Mas o motivo para essa postagem de hoje, 01 de abril de 2020, não é aproveitar o clima e fazer uma brincadeira. O que me motivou escrever é que hoje os servidores federais receberam seus salários.
Eu costumava dizer, antes dessa tragédia da pandemia, que hoje seria uma data muito importante e que muitos procurariam seus sindicatos para entender o que aconteceu com seus salários. A partir de hoje, passa de fato a vigorar e a serem sentidos os efeitos da “reforma” da previdência, aprovada no ano passado. Aquela “reforma” em que Bolsonaro e Paulo Guedes aplicaram várias novas regras e uma delas foi exatamente promover um confisco salarial dos servidores públicos federais, e que estados e municípios “terão/tiveram” que seguir.
O aumento das alíquotas de contribuição para previdência social foi justificado por tabelas fraudadas e por uma perversa ideologia que ganhou inúmeros adeptos.
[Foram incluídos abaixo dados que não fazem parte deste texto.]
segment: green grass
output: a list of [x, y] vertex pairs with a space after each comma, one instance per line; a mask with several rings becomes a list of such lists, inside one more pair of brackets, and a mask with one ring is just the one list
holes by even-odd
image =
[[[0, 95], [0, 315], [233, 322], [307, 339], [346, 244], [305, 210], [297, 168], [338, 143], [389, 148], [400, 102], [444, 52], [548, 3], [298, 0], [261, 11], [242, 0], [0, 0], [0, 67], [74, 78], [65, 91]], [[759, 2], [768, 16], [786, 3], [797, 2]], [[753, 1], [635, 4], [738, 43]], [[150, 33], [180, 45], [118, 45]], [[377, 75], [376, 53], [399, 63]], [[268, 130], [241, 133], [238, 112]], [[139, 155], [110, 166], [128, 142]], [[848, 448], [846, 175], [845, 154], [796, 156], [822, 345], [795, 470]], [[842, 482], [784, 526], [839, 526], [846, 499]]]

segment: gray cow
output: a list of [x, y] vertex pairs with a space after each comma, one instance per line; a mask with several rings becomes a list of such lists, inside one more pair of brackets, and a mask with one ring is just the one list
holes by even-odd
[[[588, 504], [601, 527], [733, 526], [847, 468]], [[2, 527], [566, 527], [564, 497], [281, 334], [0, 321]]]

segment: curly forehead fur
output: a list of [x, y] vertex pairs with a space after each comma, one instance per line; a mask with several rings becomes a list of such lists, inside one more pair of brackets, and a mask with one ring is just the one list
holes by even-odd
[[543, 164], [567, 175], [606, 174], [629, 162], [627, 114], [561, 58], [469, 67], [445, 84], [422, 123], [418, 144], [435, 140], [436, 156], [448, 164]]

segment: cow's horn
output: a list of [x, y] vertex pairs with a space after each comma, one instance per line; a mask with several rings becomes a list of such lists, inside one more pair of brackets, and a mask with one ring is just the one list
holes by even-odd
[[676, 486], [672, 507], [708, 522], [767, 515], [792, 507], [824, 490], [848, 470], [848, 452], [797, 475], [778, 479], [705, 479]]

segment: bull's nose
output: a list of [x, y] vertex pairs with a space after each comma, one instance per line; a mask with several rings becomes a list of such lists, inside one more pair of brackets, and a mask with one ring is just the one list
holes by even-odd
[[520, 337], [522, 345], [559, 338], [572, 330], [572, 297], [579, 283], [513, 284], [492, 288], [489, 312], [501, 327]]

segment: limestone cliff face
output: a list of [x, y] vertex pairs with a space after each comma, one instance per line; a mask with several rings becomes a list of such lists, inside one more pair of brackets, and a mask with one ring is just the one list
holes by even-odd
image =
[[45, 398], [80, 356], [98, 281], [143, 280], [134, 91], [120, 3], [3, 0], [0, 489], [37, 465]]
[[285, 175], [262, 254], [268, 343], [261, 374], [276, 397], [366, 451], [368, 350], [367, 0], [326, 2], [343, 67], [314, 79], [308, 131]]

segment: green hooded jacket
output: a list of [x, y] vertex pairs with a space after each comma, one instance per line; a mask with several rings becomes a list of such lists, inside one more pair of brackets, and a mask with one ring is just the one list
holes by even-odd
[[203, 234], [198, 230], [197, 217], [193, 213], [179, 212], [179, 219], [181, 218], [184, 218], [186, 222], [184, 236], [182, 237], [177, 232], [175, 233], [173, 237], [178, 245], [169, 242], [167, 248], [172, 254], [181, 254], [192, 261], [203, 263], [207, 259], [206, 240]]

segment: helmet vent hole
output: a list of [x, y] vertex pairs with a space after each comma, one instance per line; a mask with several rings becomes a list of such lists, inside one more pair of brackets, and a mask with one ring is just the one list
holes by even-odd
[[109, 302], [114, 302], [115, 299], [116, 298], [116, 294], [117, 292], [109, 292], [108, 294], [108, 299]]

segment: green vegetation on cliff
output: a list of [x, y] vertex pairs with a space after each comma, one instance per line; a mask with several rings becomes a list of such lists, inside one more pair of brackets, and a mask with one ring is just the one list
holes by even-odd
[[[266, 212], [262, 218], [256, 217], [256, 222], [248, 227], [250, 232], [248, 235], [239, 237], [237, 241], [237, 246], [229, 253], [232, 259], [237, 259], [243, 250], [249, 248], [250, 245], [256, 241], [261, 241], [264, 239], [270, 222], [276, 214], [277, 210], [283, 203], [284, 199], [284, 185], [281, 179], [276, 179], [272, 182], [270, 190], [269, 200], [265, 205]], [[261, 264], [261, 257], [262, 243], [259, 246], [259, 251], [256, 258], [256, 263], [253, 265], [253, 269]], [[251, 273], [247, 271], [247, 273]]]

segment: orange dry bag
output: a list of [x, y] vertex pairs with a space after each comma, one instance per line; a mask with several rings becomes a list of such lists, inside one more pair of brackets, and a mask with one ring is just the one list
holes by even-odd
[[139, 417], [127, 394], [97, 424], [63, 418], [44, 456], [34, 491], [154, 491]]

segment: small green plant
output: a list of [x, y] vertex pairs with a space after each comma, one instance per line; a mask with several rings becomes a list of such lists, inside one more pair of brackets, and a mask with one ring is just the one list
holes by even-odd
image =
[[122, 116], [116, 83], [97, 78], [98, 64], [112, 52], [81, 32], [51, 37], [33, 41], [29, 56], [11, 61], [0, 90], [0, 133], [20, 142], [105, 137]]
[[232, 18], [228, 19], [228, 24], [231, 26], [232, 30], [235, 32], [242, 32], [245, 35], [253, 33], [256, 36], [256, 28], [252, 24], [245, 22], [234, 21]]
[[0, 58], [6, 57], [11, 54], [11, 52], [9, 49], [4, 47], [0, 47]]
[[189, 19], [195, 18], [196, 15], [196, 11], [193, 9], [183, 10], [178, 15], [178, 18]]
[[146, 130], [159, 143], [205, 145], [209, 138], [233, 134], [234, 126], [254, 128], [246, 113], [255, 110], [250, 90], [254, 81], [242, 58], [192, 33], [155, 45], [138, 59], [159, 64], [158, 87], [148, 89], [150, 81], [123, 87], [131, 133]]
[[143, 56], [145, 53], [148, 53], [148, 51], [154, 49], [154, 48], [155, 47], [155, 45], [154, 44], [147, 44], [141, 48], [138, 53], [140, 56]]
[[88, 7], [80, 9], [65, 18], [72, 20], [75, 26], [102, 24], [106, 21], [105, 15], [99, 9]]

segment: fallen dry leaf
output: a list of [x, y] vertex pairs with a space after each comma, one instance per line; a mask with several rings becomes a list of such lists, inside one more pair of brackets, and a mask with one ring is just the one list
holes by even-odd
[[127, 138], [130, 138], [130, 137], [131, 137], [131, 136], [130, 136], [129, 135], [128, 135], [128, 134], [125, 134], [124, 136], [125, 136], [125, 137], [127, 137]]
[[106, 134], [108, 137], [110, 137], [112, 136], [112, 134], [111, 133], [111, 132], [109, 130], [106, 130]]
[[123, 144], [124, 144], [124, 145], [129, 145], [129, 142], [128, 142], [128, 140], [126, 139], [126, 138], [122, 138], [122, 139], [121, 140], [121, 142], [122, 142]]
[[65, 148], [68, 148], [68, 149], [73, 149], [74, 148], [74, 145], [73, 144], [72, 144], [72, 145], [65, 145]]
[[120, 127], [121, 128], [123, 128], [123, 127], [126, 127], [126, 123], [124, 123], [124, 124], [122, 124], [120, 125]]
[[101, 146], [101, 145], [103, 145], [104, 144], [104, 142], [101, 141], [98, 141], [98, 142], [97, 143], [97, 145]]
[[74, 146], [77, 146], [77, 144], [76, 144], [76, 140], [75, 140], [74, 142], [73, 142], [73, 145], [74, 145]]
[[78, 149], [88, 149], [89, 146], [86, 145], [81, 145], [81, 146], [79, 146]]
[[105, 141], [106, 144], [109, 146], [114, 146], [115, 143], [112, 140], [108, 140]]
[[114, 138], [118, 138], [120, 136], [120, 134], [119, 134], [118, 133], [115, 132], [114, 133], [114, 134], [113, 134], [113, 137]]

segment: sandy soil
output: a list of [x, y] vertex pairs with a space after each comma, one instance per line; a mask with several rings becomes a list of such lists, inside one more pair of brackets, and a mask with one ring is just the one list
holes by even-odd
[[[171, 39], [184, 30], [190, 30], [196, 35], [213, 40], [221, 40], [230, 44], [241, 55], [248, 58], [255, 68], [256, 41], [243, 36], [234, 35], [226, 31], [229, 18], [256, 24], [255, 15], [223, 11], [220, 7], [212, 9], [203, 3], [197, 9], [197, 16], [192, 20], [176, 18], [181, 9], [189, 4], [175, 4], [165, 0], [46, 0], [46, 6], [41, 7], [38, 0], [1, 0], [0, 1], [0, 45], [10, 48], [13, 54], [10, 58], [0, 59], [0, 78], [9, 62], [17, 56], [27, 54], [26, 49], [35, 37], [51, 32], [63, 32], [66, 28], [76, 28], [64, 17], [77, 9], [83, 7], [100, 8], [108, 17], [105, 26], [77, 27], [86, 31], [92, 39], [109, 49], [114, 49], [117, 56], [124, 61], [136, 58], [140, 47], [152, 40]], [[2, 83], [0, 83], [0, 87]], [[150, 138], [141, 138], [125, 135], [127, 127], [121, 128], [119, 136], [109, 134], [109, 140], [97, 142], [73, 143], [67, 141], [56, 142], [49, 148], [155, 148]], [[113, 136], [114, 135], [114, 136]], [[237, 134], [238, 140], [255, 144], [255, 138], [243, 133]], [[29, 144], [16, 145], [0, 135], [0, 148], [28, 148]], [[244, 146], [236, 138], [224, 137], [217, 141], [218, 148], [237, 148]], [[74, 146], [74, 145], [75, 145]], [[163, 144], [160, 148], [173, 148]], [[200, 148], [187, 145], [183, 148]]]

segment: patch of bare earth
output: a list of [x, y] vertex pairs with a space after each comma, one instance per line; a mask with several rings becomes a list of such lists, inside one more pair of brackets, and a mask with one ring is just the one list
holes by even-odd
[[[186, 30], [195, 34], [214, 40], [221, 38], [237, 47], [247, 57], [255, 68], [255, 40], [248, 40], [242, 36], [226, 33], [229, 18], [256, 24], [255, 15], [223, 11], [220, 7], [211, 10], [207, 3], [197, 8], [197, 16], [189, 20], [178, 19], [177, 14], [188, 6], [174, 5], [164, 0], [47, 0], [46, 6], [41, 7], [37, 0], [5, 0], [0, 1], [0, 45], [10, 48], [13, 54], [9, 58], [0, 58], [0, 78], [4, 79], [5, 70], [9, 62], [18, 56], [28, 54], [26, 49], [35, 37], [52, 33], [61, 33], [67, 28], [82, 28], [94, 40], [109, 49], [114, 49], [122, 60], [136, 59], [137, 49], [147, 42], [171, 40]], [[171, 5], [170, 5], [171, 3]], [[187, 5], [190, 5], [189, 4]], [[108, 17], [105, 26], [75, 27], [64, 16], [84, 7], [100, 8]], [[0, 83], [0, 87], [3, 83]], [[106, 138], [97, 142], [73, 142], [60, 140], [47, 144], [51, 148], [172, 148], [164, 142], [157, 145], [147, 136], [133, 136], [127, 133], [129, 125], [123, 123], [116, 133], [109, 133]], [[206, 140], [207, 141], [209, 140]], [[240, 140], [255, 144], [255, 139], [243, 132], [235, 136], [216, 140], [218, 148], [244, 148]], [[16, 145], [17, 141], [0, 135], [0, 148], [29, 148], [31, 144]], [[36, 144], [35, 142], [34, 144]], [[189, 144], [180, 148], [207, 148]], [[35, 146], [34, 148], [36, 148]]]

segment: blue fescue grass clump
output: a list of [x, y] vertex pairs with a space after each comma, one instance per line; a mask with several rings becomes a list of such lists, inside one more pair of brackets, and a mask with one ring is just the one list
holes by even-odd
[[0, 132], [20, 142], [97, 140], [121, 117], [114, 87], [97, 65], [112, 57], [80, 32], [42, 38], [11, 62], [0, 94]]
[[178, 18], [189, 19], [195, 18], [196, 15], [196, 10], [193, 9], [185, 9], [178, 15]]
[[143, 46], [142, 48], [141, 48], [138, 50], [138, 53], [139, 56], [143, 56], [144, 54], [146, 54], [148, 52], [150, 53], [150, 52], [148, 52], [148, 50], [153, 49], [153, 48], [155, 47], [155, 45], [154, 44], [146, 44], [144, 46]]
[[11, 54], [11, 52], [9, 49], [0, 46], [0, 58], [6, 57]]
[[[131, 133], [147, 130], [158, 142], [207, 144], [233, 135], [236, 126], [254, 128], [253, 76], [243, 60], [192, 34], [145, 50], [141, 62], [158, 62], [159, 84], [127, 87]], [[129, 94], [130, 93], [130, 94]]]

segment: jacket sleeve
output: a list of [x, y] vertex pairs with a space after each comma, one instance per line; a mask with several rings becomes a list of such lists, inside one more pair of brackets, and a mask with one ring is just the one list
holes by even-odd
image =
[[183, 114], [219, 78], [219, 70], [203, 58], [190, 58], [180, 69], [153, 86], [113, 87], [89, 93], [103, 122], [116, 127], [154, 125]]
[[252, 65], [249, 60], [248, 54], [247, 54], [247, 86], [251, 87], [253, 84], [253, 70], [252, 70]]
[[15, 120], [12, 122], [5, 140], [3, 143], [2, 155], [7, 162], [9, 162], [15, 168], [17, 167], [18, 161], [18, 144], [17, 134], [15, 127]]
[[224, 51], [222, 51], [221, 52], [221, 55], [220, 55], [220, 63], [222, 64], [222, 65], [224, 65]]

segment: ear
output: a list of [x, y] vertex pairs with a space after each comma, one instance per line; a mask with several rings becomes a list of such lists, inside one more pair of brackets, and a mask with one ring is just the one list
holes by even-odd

Refiro-me à ideia de que os servidores públicos ameaçam as contas públicas e, junto com as políticas sociais, estão quebrando o país.
Os salários dos servidores públicos sofreram confisco com a “reforma” da previdência e, desde o final do ano passado, continuamos sendo assombrados por mais medidas e propostas que pretendem ampliar o confisco salarial.
Não satisfeito, o governo que não abriu mão da “reforma” administrativa – apenas teve que coloca-la na geladeira, já que o país foi inundado pela COVID19 – tenta a todo custo arrumar uma forma/manobra para aplicar seus sórdidos objetivos de destruição dos serviços e de extermínio dos servidores. Afinal a sociedade não precisa de serviços públicos, apenas os essenciais, todo resto pode ser oferecido nas prateleiras do mercado – o velho mantra neoliberal – que a realidade do Coronavírus tem transformado em poeira.
Circulam nos corredores virtuais do Congresso Nacional a retomada de medidas restritivas que, desta vez, estariam motivadas pela necessidade do Estado brasileiro investir em ações contra a pandemia e seus efeitos econômicos.
O governo já deu a senha, os jornais seguem produzindo editoriais e rapidamente os especialistas de plantão dirão que não há outro caminho, já que as propostas de aumento do déficit público não podem sequer especular a possibilidade de suspender o pagamento da dívida, pois se assim o fizerem receberão os castigos do Deus Mercado.
Há saída sim!
E a saída não passa pela ameaça de confisco aos assalariados, sejam eles público ou privados.
Taxar as grandes fortunas e suspender o pagamento da dívida já pode ser um começo.
Volto ao que me motivou escrever hoje essas rápidas e nada sistemáticas linhas: o confisco de salário já aconteceu!